Un investisseur étranger âgé de 69 ans a porté plainte à la police lundi soir, faisant état d’un différend portant sur des participations dans une société mauricienne et affirmant craindre pour sa sécurité. L’homme, qui séjourne actuellement dans un hôtel de la capitale, est propriétaire et actionnaire d’une société enregistrée aux îles Vierges britanniques. Cette compagnie détient 51 % des actions d’une société d’investissement basée à Maurice, les 49 % restantes étant détenus par la State Investment Corporation (SIC).

Le différend remonterait à 2014. À cette époque, un ressortissant chinois aurait acquis 28 % des actions détenues par la société étrangère, pour une somme de 43,05 millions de yuans. Selon l’investisseur, un accord aurait alors été conclu pour que les actions soient conservées en son nom dans l’attente de l’accomplissement des formalités nécessaires à Maurice, notamment celles liées au régime applicable aux non-citoyens et à l’obtention de l’autorisation du Prime Minister’s Office.

L’investisseur affirme toutefois avoir perdu contact avec cet homme à partir de la fin de 2019. Il soutient que ce dernier n’aurait plus répondu à ses messages ni à ses demandes de se rendre à Maurice afin de compléter les démarches nécessaires au transfert des actions.
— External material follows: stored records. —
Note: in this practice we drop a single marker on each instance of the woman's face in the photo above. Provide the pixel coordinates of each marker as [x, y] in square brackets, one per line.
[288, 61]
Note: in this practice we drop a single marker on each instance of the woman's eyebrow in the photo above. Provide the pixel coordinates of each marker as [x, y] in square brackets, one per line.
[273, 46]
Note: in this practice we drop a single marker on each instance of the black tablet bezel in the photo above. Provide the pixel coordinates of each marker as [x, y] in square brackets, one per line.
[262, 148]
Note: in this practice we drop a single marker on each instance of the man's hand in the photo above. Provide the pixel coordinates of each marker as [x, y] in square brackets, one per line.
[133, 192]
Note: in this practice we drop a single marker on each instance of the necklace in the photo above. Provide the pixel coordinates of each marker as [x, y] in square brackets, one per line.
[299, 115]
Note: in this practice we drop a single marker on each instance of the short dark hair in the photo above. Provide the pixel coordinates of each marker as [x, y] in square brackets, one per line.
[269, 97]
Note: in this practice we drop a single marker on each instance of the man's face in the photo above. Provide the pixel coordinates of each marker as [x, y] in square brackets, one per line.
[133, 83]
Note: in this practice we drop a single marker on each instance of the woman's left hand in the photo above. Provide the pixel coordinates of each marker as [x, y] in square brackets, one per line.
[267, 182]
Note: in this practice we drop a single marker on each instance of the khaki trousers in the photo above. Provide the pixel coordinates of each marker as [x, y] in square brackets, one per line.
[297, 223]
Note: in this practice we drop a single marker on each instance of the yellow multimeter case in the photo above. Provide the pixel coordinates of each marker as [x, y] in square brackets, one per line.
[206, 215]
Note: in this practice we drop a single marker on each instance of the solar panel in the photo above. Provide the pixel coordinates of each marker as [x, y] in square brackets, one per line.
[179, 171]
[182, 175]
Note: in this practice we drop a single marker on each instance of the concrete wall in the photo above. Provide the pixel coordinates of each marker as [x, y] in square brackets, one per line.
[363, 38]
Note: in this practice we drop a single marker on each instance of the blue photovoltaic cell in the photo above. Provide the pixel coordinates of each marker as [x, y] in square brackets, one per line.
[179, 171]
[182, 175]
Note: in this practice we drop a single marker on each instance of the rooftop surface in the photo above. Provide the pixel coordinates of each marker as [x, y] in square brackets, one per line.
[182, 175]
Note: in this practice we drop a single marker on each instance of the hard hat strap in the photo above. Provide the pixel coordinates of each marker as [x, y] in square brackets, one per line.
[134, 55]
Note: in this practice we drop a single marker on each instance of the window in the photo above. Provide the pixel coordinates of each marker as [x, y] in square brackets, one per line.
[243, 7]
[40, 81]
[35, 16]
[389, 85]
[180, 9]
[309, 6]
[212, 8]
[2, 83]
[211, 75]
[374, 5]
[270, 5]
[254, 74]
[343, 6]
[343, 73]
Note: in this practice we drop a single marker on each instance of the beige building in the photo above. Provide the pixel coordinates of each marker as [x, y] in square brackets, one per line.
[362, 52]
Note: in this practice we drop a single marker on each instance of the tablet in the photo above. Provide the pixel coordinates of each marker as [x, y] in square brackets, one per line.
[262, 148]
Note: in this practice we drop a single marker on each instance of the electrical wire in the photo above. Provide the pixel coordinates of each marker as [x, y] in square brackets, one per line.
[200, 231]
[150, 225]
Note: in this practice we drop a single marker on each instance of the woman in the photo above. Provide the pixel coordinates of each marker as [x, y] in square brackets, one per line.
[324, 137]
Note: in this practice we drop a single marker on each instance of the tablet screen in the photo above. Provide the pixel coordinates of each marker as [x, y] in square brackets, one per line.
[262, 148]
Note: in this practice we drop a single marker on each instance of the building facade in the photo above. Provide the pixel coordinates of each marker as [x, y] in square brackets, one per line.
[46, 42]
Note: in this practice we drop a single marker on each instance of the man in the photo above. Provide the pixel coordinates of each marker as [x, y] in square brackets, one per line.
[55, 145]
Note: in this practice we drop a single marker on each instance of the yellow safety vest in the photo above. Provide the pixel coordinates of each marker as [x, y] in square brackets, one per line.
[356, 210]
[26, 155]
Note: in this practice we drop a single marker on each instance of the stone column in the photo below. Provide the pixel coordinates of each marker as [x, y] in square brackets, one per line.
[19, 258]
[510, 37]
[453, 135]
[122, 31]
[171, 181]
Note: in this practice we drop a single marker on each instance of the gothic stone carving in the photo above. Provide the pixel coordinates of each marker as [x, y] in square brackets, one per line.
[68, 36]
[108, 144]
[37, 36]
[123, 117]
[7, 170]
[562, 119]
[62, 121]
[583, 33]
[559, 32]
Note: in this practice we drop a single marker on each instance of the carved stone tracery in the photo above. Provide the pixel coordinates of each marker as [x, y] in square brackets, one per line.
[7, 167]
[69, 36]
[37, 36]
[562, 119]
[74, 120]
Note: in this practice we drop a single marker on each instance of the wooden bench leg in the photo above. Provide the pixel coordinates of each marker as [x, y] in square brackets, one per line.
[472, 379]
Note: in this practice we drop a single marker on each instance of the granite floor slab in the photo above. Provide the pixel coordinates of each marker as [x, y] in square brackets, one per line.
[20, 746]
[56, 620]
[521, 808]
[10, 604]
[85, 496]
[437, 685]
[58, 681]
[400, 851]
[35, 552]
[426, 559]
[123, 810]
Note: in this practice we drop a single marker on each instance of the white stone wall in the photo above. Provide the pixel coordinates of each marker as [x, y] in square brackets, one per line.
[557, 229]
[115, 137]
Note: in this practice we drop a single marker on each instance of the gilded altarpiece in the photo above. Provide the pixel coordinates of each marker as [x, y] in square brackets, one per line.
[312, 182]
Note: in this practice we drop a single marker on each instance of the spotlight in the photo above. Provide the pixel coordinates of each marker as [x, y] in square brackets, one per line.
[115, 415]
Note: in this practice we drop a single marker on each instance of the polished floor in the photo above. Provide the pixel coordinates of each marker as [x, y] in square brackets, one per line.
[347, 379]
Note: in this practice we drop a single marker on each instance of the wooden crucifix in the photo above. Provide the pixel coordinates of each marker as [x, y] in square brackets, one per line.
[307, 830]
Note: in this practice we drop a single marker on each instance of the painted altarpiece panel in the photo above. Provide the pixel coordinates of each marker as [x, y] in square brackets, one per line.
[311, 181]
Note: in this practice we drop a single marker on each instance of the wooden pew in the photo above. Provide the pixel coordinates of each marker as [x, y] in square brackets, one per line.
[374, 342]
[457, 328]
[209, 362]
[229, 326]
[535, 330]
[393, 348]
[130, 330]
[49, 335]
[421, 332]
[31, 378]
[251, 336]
Des démarches légales auraient par la suite été entreprises, mais auraient été retardées par la pandémie de Covid-19. Le différend aurait également donné lieu à une procédure devant la Cour suprême des îles Vierges britanniques, laquelle aurait été mise de côté en 2024.

La situation aurait pris une nouvelle tournure en octobre 2025. L’investisseur affirme avoir alors appris que son ancien partenaire avait saisi la Financial Crimes Commission (FCC), l’accusant d’avoir refusé de lui transférer les actions. À la suite de cette plainte, l’investisseur indique avoir été arrêté par la FCC et qu’une accusation provisoire de blanchiment d’argent avait été logée contre lui. Il aurait ensuite été libéré sous caution.

L’investisseur affirme également que ses comptes bancaires, ses participations dans d’autres sociétés ainsi que certains avoirs font l’objet d’une ordonnance de gel. Les comptes de son épouse seraient également concernés. Cependant, il rejette catégoriquement les accusations portées contre lui. Il qualifie la plainte de «fausse et malveillante» et affirme qu’elle aurait été faite de mauvaise foi, lui causant un important préjudice financier et personnel.

L’homme affirme par ailleurs avoir appris que son ancien partenaire se trouve actuellement à Maurice, sans connaître les raisons de sa présence dans le pays. Il dit craindre que cette situation ne lui cause davantage de problèmes. Pour des raisons de sécurité, l’investisseur explique avoir quitté son lieu de résidence pour s’installer temporairement dans un hôtel. Il dit également craindre que l’autre protagoniste de cette affaire ne quitte prochainement le territoire mauricien.

Une déposition a été enregistrée par la police. Les circonstances entourant le différend commercial, les accusations portées devant la FCC ainsi que les différentes procédures judiciaires devront être établies à travers les éléments de l’enquête et les procédures en cours.